In this recipe, I used a mix of Munich and Maris Otter base malts with a bit of Carapils added. This was to support a good body and malt flavour despite the low malt content. For low/no alcohol beers, I recommend a hot and short mash: 73ºC (163F) for 30 minutes, and a mashout at 78ºC (172ºF) for 15 minutes. This will limit the amount of fermentable sugars and ensure a lower ABV. 

I used clean bittering hops (Magnum) coupled with an El Dorado whirlpool and dry hop. I find it's OK to go a bit aggressive with hops in these beers, as the residual sweetness/body from the hot and short mash can support a good dose of hops! The hop flavour also balances out the "wortiness" of these beers. I used ALDC in fermentation to reduce diacetyl as this is recommended when using NAY, but it's not required when using Hydra. 

Note: Low alcohol worts fermented with Saccharomyces benefit from larger than usual nutrient additions. Here, I doubled up my usual Yeast Lightning addition, using 2 grams at the end of the boil to ensure a vigorous fermentation and no sulfury off flavours. 
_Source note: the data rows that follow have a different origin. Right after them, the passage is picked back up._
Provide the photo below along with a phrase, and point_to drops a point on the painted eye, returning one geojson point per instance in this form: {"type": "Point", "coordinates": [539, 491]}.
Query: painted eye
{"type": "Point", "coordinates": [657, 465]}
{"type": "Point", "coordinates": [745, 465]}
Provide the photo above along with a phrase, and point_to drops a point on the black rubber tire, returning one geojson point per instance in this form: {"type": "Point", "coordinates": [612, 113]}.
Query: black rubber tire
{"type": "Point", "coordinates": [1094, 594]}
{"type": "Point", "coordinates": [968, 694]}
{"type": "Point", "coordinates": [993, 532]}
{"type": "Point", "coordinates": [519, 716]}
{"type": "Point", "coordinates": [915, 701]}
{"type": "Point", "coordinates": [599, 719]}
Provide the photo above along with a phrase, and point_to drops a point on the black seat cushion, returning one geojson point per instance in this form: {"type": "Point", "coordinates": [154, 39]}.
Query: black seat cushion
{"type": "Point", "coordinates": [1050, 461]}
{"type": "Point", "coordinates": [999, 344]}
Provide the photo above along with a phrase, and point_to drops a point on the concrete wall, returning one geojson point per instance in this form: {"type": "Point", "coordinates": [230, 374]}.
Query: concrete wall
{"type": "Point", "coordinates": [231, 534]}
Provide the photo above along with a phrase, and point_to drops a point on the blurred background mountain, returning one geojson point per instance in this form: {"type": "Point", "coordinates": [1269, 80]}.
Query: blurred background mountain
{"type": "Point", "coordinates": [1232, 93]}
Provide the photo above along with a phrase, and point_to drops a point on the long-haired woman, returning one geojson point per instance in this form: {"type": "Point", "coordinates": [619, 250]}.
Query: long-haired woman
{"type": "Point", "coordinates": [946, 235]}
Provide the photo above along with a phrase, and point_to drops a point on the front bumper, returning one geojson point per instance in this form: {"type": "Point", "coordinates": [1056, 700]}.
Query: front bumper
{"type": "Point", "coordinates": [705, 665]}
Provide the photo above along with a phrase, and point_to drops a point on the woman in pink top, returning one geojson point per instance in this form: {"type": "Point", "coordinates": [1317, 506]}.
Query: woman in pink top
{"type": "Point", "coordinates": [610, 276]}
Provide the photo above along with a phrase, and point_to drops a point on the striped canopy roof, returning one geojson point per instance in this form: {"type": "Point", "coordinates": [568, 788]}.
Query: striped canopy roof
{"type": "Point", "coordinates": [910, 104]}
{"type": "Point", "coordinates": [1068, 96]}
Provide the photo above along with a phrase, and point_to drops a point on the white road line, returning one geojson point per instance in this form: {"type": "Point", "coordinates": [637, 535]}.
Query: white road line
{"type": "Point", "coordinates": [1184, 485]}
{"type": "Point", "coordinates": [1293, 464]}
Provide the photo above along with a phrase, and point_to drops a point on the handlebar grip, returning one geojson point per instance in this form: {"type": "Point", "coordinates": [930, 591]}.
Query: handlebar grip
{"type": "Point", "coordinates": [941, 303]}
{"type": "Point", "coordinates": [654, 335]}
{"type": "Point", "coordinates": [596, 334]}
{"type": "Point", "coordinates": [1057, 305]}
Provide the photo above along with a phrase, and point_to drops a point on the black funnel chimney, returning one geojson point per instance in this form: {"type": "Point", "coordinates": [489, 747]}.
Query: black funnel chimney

We brewed the same recipe using both NAY and Hydra. NAY yielded an ABV of approximately 0.3% while Hydra yielded an ABV of approximately 1.2%. Overall, tasters preferred the Hydra beer noting it as less wort-like and less tea-like with stronger biotransformed hop aromas of mango and citrus. 

Richard Preiss

Beer Style (BJCP): N/A

Batch Size: 25L 

Original gravity: 1.021

Final gravity: 1.012

ABV (predicted): 1.2%

Apparent attenuation: 40% (specialized mash)


IBU: 32 (Tinseth)

Color: 4 SRM 


Fermentables (3.07 kg): 

1.23 kg - Maris Otter Ale Malt (43.1%)

1.23 kg - Munich Malt (43.1%)

0.61 kg - Carapils (19.9%)

Water profile and additions: Guelph (hard)

Water additions:

Guelph water is naturally very high in chlorides so I tend to add a bit of gypsum. Most brewers have softer water and may add calcium chloride instead. If your water is low in magnesium, add a small amount of epsom salts (MgSO4) if you are adding a high rate of calcium chloride. For this recipe I used half Guelph water, half distilled water to reduce the hardness of the water profile. 

Ca 65 Mg 19 Na 32 Cl 75 SO 65

Mash - 0.9 g - Calcium Chloride

Mash - 8 ml - Lactic Acid 88%

Sparge - 0.18 g - Calcium Chloride

Sparge - 1.54 ml - Lactic Acid 88%

Target wort pH of 5.0, adjust in the boil to hit this target. 

Mash profile: 

Hot and Fast 

73 °C - 30 min 

78 °C - 15 min - Mash Out 




60 min - 14.8 g - Magnum - 12%


45.5 g - El Dorado - 13% 

2g - Yeast Lightning Nutrient 

Dry Hops

3 days - 45.5 g - El Dorado - 13% 

Fermentation profile: Cool out to 22°C and pitch 1 homebrew pouch Hydra. Fermentation should be completed within and it should drop down to 1.012 or so within 2-3 days. This beer was dry hopped at terminal gravity. No hop creep was observed in this batch. Crash and transfer when it has passed a forced diacetyl test.